The district considered allowing the town of Grand Lake to use its land to pile beetle-kill slash from now until mid-June, at which time the land would become a staging area for a large air-curtain destructor that would burn the slash.
But neighbors to the old dump property on County Road 466 voiced concern about the proposal to the town board Monday for reasons related to the environment, fire potential and excess traffic.
The town board responded to each of the neighbors’ concerns, and in the end approved the lease between it and the recreation district.
But the plan to burn slash from about 4,500 trees out of roughly 6,500 that will be removed from town rights of way this spring depended on final approval from the recreation district.
Last night, recreation district board members heard 466 Road neighbor Larry Malouff speak about a ground water gamble he has living near a former solid wastes site.
Although testing so far has proved that his well water is safe, he said, the land is still a “time bomb.”
Malouff said he could tolerate tree-contractor traffic if he had to, and he understands the many precautions being taken with the air curtain burner, but any disturbance to the land is what worries him.
The recreation district has declined to put ball fields on the land because of its potential to become a costly clean-up problem, according to district members.
“The liability is a can of worms,” said district President John Gould.
Yet Gould opened the discussion up to other possibilities for the town, with the aim of remaining “good neighbors.”
Another piece of recreation district property was considered, up the road from the dump property where considerable logging has already taken place.
Fire Chief Mike Long said the fire danger potentially could be higher in the new area, but agreed to meet with Grand Lake Town Manager Shane Hale, neighbors to the property and Recreation District Director Janice Peck to study the site.

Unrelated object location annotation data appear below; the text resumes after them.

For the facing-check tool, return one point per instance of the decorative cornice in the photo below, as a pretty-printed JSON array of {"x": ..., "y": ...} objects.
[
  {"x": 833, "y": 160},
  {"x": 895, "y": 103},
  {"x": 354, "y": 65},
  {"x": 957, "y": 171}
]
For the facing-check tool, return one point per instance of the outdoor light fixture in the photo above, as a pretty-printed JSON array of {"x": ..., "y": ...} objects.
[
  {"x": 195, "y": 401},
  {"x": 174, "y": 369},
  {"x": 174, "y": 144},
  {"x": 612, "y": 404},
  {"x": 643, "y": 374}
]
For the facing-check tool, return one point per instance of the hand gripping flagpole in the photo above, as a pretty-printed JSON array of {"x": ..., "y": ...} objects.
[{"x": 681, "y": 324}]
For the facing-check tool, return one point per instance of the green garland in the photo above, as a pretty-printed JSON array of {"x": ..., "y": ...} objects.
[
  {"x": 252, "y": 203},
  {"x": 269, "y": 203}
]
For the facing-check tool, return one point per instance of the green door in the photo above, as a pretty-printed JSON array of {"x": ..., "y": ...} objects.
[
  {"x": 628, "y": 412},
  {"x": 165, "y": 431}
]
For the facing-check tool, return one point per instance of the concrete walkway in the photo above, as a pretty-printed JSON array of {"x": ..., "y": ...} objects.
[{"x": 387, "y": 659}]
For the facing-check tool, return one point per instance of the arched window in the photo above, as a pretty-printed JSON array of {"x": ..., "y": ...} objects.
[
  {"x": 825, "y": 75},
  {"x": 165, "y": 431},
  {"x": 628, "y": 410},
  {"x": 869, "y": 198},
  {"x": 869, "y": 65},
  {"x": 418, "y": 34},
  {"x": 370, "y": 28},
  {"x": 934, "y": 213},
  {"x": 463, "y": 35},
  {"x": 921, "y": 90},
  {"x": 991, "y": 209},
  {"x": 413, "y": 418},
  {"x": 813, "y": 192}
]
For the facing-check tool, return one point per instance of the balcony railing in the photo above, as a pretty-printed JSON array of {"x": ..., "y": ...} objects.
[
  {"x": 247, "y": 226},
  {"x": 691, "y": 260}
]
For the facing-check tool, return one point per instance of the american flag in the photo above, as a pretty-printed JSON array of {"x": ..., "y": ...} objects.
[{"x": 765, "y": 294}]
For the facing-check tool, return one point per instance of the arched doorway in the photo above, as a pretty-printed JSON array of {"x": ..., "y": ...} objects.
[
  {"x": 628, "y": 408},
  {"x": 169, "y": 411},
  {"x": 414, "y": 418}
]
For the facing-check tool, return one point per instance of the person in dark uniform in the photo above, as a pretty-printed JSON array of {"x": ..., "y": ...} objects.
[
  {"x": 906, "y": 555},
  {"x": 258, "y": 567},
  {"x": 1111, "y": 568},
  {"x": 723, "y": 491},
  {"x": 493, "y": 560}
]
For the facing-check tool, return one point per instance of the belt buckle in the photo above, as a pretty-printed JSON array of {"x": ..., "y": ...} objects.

The land needs to meet three criteria in order for it to be suitable: Ski trails cannot be impacted; homeowners must be satisfied with the proposed use of the land; and the fire danger must be minimal, the board said.
New recreation director
In other news, Lisa Debevec was introduced to the recreation board. Debevec is the new general recreation director, taking over job duties formerly held by Becky McBride, who in a budget decision was not offered a full-time marketing/recreation director position. The result of a controversial split vote on the board means McBride no longer has a position with the district.
District Executive Director Bill Winfield informed the board that Debevec’s position is hourly.
“I have all the confidence in her enthusiasm and her ability,” Gould said. Winfield announced that the recreation district is in need of volunteer help for program fundraising.
2007 in retrospect
Gould read out loud a summary of the district’s year “2007 in Retrospect,” prepared by the general manager. Highlights of the year were the completion of significant district projects, such as a major forest management project, a new irrigation system at the golf course, a newly built maintenance facility, new equipment for the golf course and touring center, and resurfaced tennis courts.
“There still remains funds to address the clubhouse facility, the cart storage building and the enhancement and expansion of our trail system,” Gould read. “During this year of projects, the district was able to keep the operational budget projection of a $220,000 loss to less than a $30,000 loss for the year (preliminary and un-audited).”
Ed Peterson and Dave Whitman of the Independent Sports Club negotiated lower green fees for a charity tournament, June 21-22.
The Independent Sports Club is a local organization that in 23 years has donated $260,000 to the youth of Grand County through scholarship funds, sponsored trips or needed equipment.
Peterson requested $50 green fees this year (green fees are set at $60) to help raise more for ISC through the tournament. The board agreed to the price of the fees, but asked that the tournament tee times be bumped to earlier in the morning to allow more afternoon full-price players.
Getting a moderator
With major steps taking place at the Grand Lake Metropolitan Recreation District, and just on the tails of an emotional and controversial board decision to eliminate the position held by McBride, Winfield asked for board permission to contact a facilitator for a special board workshop in the near future. The manager outlined goal setting, redefinition of goals, and the need for the district to author a board-member orientation package to help future incoming board members. “It would behoove us all to have a moderator to move forward with the tasks at hand,” Winfield said.
“A lot is happening with the district, and it’s a critical year. We don’t want any distractions as we move on,” he said.